Blount is one of more than 2,500 individuals serving life sentences in American prisons and jails for crimes they committed as children. The US is the only country in the world to sentence juveniles to life behind bars.
However, that could change. On Monday, the American Bar Association (ABA) approved a resolution encouraging jurisdictions to “join the policy position of the rest of the world by eliminating mandatory life without parole sentences for juvenile offenders.” Such offenders, the resolution states, “should be given a periodic and meaningful opportunity to demonstrate maturity and rehabilitation.”
The ABA approved the resolution during its Midyear Meeting in Houston. In a statement, ABA President William C. Hubbard said:
“With the adoption of Resolution 107C, the American Bar Association has sent a clear message to the legal community and policymakers across the country that children should never be sentenced to die in prison. As the world’s foremost leader and defender of human rights, the United States should ban life without parole sentences for children—a severe violation of human rights. The ABA applauds those states that have already taken steps to reform their laws and urges other states to pass similar reforms as soon as practicable.”
The US has been edging towards these kinds of reforms for the last decade, following research on the adolescent brain that confirms “the common sense understanding that children are different from adults in ways that are critical to identifying age-appropriate criminal sentences,” the Sentencing Project noted in a recent policy brief. Drawing from such research, the Supreme Court has ruled three times in the past 10 years that children are fundamentally different from adults and that they should be spared from the nation’s harshest penalties. In 2005, the Court determined that the death penalty for children violated the Eighth Amendment’s prohibition on cruel and unusual punishment. In 2010, the Court struck down life-without-parole for non-homicide offenses, and two years later issued the same ruling to include homicide offenses.
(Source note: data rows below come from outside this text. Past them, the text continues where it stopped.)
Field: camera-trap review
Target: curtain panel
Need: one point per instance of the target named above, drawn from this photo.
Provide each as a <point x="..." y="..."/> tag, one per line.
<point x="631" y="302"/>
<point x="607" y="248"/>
Twelve states and the District of Columbia have since banned life sentences, but the policy is still on the books in many others. And even states that have taken measures to reform their sentencing policies, have been inconsistent in applying the ban retroactively, according to the ABA, which is calling on jurisdictions to “eliminate life without the possibility of release or parole for youthful offenders both proactively and retroactively.” If the policy is universally adopted, the United States can join the rest of the world in what’s long been an internationally held standard, and individuals like Travion Blount may get a second chance at life.